La menor producción de cobre, las paralizaciones preventivas en yacimientos, la caída de la pesca y la construcción explican parte del resultado.

La economía chilena se contrajo 0,2% interanual entre abril y junio, encadenando dos trimestres de retroceso en su PIB.

Chile es el mayor productor mundial de cobre y se ve fuertemente afectada principalmente por la baja producción de ese metal crucial.

Según el Banco Central, el producto interior bruto (PIB) retrocedió 0,2% frente al mismo periodo del año anterior; después de haber disminuido 0,3% entre enero y marzo.

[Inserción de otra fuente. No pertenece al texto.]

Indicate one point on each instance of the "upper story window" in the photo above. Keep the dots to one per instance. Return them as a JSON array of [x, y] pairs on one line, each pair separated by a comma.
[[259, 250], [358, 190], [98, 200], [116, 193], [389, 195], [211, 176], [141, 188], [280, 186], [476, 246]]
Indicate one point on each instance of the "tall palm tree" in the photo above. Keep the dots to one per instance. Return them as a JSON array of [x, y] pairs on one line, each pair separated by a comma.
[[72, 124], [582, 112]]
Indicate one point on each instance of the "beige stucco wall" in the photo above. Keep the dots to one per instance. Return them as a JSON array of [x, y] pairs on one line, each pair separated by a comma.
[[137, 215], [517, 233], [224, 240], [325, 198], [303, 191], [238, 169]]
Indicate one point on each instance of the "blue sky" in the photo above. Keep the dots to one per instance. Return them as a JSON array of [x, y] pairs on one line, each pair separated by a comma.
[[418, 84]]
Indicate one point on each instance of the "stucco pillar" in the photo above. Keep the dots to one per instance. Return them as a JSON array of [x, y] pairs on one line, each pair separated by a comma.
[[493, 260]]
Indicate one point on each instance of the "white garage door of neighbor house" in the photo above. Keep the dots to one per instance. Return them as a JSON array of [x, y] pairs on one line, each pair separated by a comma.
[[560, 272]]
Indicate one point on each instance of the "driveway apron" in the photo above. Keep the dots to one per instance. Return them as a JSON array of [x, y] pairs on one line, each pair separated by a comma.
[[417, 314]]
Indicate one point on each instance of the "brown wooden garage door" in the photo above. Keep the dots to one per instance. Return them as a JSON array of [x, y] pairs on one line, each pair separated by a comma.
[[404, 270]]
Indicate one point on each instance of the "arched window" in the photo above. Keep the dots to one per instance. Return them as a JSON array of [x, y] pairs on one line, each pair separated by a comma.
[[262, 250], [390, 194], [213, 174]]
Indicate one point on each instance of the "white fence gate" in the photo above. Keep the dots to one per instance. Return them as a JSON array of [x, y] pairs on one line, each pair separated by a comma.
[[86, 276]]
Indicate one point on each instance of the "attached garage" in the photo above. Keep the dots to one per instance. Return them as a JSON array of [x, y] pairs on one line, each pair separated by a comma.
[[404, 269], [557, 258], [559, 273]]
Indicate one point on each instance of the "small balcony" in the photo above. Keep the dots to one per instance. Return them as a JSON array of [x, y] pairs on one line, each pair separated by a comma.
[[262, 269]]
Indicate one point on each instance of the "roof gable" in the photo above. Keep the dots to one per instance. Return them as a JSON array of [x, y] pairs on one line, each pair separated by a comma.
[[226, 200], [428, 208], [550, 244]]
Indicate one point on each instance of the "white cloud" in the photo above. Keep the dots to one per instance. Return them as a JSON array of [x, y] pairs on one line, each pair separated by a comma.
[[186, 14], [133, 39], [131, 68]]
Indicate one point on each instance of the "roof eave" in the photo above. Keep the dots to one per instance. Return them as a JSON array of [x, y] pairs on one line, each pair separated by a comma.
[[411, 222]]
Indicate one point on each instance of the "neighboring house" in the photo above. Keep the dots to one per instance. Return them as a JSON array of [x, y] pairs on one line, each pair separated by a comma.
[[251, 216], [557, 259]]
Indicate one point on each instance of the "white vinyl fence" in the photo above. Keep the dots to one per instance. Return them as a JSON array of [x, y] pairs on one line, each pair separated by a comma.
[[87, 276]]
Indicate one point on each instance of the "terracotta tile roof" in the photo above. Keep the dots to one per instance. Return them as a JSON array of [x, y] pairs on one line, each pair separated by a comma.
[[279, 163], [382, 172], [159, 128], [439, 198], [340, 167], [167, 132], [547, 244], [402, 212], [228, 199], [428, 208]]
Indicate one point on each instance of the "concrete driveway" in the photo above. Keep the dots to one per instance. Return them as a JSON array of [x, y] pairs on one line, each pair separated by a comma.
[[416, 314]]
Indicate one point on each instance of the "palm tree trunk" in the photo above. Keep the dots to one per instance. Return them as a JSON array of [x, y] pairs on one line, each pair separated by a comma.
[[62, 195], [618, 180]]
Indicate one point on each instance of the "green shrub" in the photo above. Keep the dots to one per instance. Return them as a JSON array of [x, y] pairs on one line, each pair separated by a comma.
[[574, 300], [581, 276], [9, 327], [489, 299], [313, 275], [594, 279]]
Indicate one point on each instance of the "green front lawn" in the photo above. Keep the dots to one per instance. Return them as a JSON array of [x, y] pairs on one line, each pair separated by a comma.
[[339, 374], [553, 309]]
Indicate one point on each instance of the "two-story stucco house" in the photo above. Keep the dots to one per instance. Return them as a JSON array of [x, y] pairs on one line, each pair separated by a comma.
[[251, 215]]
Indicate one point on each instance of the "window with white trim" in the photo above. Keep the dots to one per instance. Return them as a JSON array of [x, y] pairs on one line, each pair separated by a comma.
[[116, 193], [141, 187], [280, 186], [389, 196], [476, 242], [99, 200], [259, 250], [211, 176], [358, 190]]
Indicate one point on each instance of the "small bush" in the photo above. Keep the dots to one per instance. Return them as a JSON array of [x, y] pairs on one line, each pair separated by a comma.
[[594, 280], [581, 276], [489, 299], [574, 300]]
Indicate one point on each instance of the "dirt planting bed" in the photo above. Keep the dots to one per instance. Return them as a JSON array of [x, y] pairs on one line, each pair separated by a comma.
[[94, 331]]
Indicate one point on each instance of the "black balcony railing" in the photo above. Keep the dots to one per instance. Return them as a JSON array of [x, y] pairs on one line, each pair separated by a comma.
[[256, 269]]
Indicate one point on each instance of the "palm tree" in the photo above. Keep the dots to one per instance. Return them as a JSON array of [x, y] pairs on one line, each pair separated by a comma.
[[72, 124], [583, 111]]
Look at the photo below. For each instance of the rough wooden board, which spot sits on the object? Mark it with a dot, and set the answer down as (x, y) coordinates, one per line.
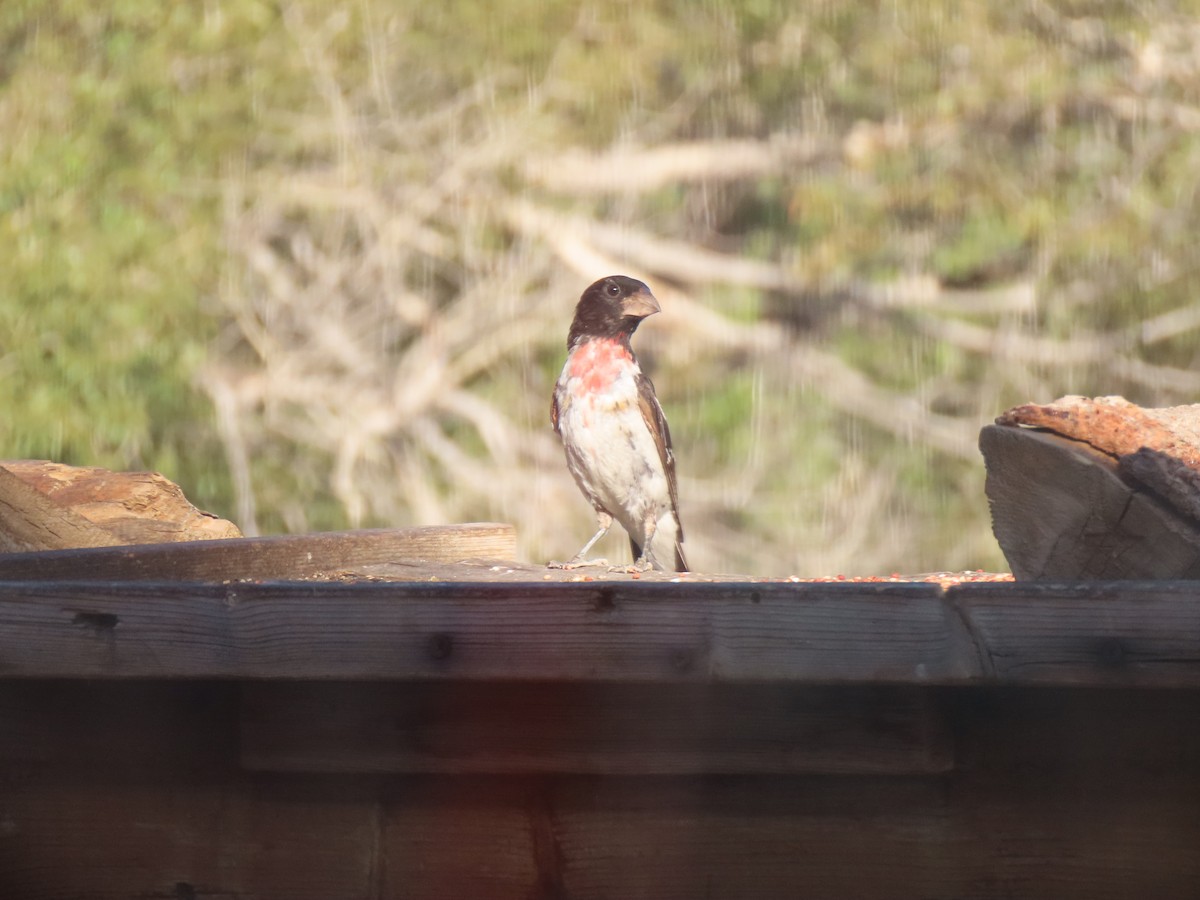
(1115, 634)
(1060, 793)
(1061, 511)
(615, 729)
(819, 633)
(127, 727)
(281, 557)
(88, 835)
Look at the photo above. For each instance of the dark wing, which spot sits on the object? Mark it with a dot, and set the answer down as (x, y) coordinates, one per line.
(654, 419)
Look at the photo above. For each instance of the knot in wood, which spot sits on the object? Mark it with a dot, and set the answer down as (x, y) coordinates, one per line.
(441, 646)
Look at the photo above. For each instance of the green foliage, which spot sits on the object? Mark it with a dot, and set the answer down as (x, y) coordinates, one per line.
(978, 144)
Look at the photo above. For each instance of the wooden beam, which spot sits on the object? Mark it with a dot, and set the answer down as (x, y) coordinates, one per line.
(280, 557)
(1099, 634)
(544, 631)
(612, 730)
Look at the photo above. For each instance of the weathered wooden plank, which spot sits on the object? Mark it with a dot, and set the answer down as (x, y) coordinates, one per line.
(678, 839)
(87, 835)
(612, 729)
(1092, 634)
(628, 633)
(289, 556)
(1059, 793)
(125, 726)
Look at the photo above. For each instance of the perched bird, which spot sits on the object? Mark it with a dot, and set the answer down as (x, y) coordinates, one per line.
(613, 430)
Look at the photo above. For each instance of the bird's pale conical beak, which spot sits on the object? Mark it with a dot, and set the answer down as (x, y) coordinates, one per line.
(641, 305)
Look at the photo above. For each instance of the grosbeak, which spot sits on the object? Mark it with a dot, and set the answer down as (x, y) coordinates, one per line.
(616, 437)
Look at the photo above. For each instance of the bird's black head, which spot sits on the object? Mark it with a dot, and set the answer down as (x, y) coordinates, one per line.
(611, 307)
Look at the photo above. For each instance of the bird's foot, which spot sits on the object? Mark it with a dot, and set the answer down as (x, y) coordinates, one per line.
(576, 563)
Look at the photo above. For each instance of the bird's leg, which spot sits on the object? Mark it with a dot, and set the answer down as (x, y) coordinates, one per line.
(605, 521)
(646, 562)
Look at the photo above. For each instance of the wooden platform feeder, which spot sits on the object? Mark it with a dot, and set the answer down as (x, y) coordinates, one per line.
(365, 717)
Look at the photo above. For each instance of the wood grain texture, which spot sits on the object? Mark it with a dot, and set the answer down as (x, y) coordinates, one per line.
(280, 557)
(613, 729)
(1056, 793)
(1060, 511)
(88, 835)
(31, 521)
(133, 507)
(627, 633)
(1099, 634)
(1110, 634)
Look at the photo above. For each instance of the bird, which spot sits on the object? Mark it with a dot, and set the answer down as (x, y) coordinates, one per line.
(613, 430)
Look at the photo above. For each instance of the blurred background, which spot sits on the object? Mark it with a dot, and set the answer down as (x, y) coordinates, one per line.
(316, 262)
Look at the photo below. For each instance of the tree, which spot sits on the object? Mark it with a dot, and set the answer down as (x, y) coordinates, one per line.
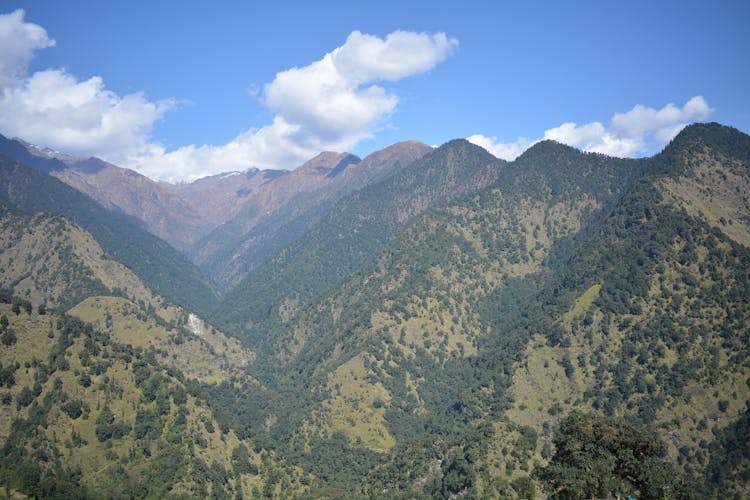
(602, 457)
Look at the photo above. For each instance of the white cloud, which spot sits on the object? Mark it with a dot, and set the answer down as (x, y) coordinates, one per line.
(332, 103)
(53, 108)
(638, 131)
(505, 150)
(18, 41)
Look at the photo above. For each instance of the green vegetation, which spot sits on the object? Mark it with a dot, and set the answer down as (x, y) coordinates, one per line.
(135, 429)
(564, 323)
(599, 457)
(166, 271)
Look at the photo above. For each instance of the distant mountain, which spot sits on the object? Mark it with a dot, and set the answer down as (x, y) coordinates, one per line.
(227, 223)
(161, 267)
(162, 212)
(283, 209)
(436, 341)
(218, 198)
(423, 323)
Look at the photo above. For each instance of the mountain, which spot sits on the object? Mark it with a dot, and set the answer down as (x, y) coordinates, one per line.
(111, 407)
(351, 232)
(160, 266)
(283, 209)
(434, 354)
(163, 213)
(218, 198)
(565, 325)
(84, 415)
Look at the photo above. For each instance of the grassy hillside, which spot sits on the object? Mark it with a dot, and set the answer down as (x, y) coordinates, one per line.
(443, 364)
(85, 415)
(351, 232)
(162, 268)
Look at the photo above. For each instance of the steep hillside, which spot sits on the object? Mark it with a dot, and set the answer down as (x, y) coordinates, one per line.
(218, 198)
(283, 209)
(86, 416)
(441, 365)
(52, 263)
(351, 232)
(162, 268)
(162, 212)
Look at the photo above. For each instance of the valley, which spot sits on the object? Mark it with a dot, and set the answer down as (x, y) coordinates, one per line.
(419, 323)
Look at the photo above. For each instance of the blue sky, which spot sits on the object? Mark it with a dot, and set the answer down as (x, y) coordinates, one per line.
(178, 90)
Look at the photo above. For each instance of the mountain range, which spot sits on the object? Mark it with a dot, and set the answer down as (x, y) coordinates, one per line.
(423, 322)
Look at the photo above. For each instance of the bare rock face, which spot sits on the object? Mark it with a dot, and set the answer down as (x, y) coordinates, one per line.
(282, 209)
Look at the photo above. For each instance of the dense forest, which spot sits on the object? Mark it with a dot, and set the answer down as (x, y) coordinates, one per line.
(566, 325)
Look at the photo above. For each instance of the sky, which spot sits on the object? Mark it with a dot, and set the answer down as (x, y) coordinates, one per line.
(178, 90)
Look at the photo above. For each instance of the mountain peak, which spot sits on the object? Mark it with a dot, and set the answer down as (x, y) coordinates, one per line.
(327, 161)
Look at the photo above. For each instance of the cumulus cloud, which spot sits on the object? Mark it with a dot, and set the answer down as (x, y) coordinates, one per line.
(18, 42)
(505, 150)
(638, 131)
(55, 109)
(332, 103)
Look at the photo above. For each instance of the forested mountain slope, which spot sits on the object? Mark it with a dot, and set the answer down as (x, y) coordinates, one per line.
(85, 416)
(161, 267)
(284, 208)
(441, 363)
(350, 233)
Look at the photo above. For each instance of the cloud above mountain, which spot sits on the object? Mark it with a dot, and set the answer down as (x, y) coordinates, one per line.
(330, 104)
(639, 131)
(54, 108)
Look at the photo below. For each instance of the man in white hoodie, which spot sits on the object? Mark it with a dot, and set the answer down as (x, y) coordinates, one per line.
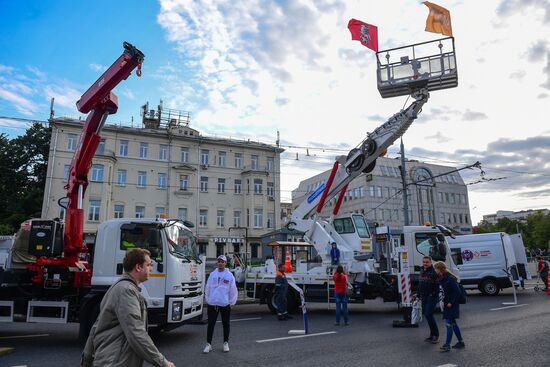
(220, 293)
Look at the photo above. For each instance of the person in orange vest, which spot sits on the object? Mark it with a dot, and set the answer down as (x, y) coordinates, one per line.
(281, 291)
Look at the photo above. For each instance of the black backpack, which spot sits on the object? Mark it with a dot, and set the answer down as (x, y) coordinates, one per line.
(462, 296)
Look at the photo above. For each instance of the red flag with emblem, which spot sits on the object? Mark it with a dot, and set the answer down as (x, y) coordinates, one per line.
(367, 34)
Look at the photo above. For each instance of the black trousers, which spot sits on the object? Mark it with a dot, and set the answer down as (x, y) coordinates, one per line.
(213, 312)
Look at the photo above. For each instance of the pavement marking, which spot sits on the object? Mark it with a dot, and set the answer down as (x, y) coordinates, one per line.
(506, 307)
(23, 336)
(295, 337)
(248, 319)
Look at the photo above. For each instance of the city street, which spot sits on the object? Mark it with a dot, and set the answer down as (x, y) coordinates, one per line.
(495, 335)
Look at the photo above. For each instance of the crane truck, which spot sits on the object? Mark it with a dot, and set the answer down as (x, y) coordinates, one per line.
(360, 255)
(51, 276)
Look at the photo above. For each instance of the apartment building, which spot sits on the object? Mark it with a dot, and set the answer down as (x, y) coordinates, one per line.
(436, 194)
(228, 188)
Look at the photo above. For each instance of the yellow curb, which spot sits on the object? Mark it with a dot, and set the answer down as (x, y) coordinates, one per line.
(4, 351)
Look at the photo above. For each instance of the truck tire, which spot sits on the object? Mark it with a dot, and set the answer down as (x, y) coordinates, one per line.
(489, 287)
(87, 321)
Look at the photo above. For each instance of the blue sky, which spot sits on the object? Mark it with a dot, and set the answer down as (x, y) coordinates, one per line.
(254, 67)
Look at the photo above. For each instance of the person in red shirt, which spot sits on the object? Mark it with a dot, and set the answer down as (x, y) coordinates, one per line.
(340, 287)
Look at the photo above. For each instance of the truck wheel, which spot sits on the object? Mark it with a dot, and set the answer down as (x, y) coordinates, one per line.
(489, 287)
(87, 322)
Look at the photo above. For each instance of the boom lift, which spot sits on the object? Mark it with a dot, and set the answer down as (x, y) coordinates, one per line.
(53, 277)
(414, 74)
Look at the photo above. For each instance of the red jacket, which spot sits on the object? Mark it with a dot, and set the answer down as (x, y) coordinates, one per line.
(340, 285)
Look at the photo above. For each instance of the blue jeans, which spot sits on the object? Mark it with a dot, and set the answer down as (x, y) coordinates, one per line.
(428, 309)
(452, 327)
(341, 302)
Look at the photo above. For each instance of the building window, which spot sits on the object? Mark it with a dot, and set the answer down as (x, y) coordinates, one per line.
(160, 211)
(238, 160)
(184, 155)
(237, 186)
(161, 181)
(121, 177)
(142, 178)
(204, 184)
(140, 212)
(123, 148)
(93, 213)
(203, 217)
(258, 218)
(182, 213)
(101, 147)
(221, 185)
(220, 218)
(71, 142)
(236, 218)
(204, 157)
(66, 172)
(97, 172)
(143, 148)
(184, 182)
(257, 185)
(221, 159)
(163, 152)
(119, 211)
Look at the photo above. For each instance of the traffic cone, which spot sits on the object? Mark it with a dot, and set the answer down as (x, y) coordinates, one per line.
(288, 264)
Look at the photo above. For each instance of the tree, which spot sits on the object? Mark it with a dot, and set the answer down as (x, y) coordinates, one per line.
(24, 165)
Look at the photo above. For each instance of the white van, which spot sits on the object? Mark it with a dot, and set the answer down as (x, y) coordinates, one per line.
(484, 259)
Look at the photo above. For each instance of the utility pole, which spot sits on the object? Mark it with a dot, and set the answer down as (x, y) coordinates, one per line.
(404, 182)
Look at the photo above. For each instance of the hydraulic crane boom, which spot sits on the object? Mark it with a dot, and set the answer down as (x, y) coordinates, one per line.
(99, 102)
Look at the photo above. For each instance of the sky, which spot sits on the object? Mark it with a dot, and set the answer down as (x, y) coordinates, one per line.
(250, 69)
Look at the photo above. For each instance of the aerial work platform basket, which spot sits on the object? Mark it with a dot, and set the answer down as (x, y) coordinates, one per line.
(430, 65)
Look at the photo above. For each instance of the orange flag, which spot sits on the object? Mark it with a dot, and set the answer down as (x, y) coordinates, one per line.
(439, 20)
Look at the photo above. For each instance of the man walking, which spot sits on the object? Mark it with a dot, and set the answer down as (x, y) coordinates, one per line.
(281, 292)
(220, 294)
(542, 269)
(119, 335)
(428, 291)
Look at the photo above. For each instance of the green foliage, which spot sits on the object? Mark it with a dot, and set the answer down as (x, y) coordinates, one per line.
(24, 164)
(535, 230)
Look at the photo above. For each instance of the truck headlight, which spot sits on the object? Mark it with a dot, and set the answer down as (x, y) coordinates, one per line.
(177, 310)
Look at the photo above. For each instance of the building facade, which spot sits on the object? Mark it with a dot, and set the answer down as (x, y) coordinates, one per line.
(228, 188)
(435, 193)
(521, 215)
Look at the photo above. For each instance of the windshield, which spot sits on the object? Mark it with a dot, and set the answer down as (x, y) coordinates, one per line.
(431, 244)
(181, 242)
(361, 226)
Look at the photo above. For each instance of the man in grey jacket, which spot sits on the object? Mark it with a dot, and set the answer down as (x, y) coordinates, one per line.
(119, 335)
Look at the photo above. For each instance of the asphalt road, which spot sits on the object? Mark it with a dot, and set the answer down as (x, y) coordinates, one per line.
(494, 336)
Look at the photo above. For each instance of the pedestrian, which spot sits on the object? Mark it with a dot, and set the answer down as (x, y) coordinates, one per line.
(220, 294)
(451, 305)
(542, 270)
(340, 287)
(281, 292)
(334, 254)
(119, 335)
(428, 291)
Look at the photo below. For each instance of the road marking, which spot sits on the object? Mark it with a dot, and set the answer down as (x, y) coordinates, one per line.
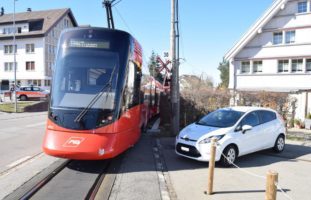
(35, 125)
(19, 161)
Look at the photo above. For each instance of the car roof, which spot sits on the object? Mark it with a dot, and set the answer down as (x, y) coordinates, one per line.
(247, 108)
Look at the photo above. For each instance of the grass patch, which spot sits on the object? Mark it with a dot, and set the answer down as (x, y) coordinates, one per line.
(10, 107)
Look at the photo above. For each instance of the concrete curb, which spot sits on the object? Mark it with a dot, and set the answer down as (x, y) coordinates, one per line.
(166, 187)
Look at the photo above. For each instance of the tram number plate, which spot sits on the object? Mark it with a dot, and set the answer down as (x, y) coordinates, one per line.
(185, 149)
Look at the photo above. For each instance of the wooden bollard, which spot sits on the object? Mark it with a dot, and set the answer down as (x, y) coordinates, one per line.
(271, 189)
(211, 166)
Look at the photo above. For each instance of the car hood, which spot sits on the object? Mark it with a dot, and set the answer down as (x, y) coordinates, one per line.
(196, 132)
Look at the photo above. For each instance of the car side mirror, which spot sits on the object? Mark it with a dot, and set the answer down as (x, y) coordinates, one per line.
(246, 128)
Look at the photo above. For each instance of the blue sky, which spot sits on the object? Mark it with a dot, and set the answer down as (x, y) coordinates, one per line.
(208, 28)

La secuencia coloca al país en un escenario de recesión técnica, una denominación utilizada habitualmente cuando una economía registra dos trimestres consecutivos de contracción.

El resultado refleja, entre otros factores, el deterioro de la actividad minera, uno de los principales motores de la economía chilena.

El Banco Central explicó que la minería se vio afectada por una menor concentración de cobre en el mineral extraído y por paralizaciones asociadas a trabajos preventivos en algunos de los principales yacimientos del país. La menor producción terminó impactando también las exportaciones del metal.

El retroceso no se limitó al sector minero. La pesca y la construcción también registraron descensos durante el segundo trimestre. En contraste, los servicios personales y el comercio mostraron un mejor desempeño y ayudaron a compensar parcialmente el deterioro de la actividad económica.